Why Are Some Mutations So Frequent?
There are many reasons why some mutations are more frequent than others. From the population view, one of the most obvious is that a genetic difference—a “mutation” in the sense of simply being different from other common forms of the gene—may have such a minor effect on the phenotype that selection against it is relatively weak. Alternatively, one gene form may be better adapted to one environment or to one developmental context than another. Industrial melanism discussed in Part 1 is one example. Selection favors one allele in one region or at one time but favors a different allele at another.
But there are other situations that may have more direct medical or diagnostic significance. One example is a founder effect.
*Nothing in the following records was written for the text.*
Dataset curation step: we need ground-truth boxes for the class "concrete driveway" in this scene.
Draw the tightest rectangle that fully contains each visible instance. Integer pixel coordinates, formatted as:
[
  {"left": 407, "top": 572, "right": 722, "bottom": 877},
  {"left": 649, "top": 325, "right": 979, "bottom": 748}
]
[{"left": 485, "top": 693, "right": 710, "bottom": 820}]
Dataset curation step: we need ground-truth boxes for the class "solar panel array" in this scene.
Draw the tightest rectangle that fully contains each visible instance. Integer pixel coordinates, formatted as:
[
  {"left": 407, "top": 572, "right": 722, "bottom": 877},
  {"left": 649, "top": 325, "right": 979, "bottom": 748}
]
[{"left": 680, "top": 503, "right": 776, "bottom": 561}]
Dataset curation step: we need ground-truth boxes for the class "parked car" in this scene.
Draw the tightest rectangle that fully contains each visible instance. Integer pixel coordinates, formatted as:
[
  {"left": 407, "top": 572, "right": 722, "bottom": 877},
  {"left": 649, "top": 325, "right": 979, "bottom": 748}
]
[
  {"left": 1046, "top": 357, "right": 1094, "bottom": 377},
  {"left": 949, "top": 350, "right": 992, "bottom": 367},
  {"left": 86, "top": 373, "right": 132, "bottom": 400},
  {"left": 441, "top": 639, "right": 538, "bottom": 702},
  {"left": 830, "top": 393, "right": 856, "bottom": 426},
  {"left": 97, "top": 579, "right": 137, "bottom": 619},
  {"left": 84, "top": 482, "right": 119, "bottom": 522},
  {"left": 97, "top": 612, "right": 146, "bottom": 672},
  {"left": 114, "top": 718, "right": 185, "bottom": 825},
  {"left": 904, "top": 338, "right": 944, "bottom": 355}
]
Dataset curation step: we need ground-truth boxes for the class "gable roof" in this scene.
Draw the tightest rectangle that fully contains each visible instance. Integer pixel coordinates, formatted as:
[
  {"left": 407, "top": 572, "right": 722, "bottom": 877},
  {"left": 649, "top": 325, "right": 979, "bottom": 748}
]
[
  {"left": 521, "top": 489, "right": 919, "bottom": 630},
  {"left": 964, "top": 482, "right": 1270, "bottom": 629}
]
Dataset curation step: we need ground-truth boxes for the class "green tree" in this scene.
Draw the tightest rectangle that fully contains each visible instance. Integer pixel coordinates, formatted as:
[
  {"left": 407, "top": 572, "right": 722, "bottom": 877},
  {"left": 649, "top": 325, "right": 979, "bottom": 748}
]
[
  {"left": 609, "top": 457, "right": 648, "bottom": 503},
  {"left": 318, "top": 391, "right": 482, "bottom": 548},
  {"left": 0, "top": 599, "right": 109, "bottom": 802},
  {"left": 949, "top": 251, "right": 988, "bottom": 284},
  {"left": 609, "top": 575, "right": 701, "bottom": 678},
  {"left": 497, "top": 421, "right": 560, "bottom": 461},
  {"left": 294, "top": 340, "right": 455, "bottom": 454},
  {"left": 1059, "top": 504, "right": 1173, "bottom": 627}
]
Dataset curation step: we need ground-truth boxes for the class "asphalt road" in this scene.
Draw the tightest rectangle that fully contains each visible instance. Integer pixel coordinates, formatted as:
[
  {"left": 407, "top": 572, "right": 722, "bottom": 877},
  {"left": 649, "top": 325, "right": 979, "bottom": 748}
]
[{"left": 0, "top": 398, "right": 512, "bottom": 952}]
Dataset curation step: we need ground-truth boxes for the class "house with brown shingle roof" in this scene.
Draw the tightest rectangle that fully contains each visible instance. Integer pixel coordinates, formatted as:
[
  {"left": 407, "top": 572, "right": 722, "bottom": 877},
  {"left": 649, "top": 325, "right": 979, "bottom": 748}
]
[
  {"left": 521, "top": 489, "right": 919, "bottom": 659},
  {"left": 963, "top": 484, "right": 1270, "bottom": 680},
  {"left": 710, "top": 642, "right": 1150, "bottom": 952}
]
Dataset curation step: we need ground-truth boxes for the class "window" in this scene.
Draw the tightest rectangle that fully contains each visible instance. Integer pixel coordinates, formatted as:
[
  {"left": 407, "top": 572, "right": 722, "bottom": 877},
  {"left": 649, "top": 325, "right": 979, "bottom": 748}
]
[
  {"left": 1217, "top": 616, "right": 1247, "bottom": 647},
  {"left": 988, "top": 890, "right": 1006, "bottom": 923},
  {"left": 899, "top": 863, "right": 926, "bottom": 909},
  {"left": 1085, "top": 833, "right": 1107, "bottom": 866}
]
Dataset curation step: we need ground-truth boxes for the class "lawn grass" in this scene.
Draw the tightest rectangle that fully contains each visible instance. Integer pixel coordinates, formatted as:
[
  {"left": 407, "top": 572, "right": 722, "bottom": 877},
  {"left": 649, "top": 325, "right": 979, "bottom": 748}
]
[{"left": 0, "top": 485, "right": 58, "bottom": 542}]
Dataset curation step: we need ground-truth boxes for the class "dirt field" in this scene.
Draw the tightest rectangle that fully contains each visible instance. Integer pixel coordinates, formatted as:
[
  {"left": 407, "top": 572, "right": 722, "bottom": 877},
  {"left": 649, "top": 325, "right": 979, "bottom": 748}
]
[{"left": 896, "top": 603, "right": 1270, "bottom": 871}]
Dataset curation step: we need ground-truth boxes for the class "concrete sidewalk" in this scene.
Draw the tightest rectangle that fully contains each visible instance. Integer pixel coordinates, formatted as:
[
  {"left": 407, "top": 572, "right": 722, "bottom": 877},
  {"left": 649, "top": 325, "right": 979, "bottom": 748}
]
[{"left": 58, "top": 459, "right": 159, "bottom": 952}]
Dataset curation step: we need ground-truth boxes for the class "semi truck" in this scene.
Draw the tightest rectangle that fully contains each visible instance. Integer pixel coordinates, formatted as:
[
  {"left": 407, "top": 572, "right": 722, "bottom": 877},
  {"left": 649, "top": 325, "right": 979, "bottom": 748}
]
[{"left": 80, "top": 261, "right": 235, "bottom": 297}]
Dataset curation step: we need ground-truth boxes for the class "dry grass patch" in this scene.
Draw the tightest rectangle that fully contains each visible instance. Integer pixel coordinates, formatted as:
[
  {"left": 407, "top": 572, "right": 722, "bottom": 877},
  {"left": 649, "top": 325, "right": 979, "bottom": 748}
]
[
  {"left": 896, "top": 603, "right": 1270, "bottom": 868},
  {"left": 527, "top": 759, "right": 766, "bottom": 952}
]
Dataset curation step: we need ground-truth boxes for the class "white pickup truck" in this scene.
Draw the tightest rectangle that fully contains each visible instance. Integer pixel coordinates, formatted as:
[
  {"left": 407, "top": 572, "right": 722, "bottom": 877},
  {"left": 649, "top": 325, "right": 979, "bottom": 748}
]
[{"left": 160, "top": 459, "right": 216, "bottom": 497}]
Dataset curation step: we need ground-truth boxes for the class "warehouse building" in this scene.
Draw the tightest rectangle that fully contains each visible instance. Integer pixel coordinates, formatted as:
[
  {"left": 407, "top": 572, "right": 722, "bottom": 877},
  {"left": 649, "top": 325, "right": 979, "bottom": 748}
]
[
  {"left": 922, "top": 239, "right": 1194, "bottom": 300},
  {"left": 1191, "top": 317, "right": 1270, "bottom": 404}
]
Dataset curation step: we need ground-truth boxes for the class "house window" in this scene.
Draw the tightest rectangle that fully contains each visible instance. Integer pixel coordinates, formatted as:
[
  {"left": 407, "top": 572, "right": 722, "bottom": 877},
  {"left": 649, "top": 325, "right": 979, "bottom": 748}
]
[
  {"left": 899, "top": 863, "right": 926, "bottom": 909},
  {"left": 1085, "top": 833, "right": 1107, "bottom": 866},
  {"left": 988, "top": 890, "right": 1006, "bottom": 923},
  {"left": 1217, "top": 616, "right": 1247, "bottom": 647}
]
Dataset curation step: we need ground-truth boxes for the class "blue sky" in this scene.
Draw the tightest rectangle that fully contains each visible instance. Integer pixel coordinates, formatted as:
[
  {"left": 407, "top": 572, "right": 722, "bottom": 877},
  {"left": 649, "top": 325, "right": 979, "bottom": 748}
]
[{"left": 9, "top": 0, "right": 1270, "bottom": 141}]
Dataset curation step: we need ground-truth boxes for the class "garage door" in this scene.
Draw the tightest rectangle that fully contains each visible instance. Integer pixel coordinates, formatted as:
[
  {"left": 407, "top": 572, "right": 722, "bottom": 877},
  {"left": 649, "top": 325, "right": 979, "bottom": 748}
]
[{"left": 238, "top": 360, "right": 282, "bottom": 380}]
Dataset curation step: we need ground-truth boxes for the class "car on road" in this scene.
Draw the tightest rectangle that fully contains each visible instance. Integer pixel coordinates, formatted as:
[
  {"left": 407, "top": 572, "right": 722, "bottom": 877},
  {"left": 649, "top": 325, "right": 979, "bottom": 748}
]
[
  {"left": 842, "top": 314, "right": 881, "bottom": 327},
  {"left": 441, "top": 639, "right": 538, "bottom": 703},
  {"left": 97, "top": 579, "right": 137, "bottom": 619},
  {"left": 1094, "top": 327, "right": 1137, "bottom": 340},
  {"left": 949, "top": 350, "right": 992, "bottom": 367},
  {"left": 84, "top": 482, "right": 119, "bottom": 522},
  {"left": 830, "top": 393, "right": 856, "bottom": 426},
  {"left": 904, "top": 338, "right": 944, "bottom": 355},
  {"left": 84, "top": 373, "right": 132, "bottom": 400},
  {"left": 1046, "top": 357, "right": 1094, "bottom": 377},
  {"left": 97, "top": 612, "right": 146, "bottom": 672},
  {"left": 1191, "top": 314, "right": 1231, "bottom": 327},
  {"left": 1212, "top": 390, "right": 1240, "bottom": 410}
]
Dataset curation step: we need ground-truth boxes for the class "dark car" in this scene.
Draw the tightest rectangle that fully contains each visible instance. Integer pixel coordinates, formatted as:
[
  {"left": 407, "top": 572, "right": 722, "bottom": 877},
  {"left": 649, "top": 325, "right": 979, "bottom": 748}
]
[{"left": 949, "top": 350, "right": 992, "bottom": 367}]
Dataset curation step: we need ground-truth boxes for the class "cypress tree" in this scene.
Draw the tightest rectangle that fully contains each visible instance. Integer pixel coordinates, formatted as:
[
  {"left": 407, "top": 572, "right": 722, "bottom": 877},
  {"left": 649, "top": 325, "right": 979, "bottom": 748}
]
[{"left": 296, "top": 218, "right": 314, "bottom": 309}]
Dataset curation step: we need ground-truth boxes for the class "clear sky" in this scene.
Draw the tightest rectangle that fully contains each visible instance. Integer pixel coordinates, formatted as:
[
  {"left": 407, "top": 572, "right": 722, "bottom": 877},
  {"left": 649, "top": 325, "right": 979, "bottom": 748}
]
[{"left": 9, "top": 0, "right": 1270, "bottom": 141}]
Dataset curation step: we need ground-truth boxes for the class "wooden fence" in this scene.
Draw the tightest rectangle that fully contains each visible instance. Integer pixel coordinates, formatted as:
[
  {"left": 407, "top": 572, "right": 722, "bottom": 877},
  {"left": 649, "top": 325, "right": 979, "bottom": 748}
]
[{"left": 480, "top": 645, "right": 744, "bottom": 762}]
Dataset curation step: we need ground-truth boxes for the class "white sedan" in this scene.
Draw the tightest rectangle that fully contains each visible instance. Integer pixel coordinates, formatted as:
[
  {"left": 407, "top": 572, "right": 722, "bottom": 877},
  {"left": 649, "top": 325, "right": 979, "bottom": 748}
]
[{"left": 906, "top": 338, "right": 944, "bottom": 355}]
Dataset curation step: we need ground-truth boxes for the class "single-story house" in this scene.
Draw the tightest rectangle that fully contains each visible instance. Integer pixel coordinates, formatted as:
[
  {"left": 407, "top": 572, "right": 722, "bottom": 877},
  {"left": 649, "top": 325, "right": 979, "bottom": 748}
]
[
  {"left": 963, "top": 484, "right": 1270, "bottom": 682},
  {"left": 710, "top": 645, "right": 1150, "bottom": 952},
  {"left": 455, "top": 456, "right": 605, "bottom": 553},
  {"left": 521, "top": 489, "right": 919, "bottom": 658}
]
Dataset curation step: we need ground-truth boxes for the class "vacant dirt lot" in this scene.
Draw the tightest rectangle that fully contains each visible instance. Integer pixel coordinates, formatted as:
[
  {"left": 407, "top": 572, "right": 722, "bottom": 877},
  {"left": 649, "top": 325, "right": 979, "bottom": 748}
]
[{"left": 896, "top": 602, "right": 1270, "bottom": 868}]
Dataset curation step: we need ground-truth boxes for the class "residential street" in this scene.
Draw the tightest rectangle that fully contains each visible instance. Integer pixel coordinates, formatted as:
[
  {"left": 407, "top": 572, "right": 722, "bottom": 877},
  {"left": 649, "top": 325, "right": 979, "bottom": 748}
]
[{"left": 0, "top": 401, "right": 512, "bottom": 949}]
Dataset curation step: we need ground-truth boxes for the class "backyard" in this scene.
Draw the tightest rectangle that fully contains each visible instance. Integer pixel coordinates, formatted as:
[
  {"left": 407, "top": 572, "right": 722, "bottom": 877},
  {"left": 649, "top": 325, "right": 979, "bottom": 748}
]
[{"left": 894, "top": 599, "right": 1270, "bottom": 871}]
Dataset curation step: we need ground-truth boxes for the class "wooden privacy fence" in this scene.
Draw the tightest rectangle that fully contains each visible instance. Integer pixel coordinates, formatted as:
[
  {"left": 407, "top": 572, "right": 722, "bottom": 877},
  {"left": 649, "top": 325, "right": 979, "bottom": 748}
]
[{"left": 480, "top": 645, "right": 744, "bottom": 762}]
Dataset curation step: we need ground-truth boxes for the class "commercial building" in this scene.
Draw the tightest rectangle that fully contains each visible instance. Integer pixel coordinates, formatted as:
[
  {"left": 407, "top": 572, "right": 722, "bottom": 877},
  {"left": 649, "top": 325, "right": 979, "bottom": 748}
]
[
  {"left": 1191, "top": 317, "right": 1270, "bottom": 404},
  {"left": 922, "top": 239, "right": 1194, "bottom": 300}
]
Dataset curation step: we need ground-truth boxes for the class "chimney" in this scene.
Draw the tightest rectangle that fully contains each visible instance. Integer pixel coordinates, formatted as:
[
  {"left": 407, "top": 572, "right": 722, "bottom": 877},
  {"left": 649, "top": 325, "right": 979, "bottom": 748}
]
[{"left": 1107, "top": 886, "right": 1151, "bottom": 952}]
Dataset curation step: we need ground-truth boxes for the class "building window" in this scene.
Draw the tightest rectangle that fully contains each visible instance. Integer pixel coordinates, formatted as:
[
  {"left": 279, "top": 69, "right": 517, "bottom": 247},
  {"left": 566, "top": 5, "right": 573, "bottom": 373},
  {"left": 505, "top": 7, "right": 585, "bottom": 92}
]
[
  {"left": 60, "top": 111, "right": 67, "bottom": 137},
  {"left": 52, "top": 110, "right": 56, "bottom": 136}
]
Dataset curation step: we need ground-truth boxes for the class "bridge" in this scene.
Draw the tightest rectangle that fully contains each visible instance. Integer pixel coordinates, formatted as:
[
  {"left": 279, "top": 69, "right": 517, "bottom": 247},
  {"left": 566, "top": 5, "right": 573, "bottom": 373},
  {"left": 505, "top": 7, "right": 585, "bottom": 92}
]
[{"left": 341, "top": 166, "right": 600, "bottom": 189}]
Essentially, a founder effect is a form of sampling variation with consequences similar to genetic drift and bottlenecks discussed earlier. Indeed, the main difference among these processes is their cause, not so much their outcome. As the name suggests, a founder effect is due to establishing a new population with a small number of founders from a larger, more genetically diverse population. The founders will carry only a small sample of the alleles in the original gene pool and the frequency of these alleles can vary by chance. If this event is followed by some degree of inbreeding, which would be typical, then the probability of having otherwise rare recessive conditions appear in the group will be high. One example is the Kel Kummer Tuareg, a small group in the Sahara Desert that traces its origin to 156 founders about 300 years ago. Their ancestry is complex, and each pair of current members shares about 15 common ancestors. Essentially all of the current gene pool of the group traces back to just 25 individuals. Clearly, a patient’s ancestral history can be valuable information.
Another mechanism for maintaining higher than expected frequencies of alternative alleles is that the heterozygote is better fit than either homozygote. Heterozygous advantage will cause the heterozygous individuals to make a larger contribution to the next generation gene pool than predicted by the Hardy-Weinberg equilibrium, thus maintaining both alleles.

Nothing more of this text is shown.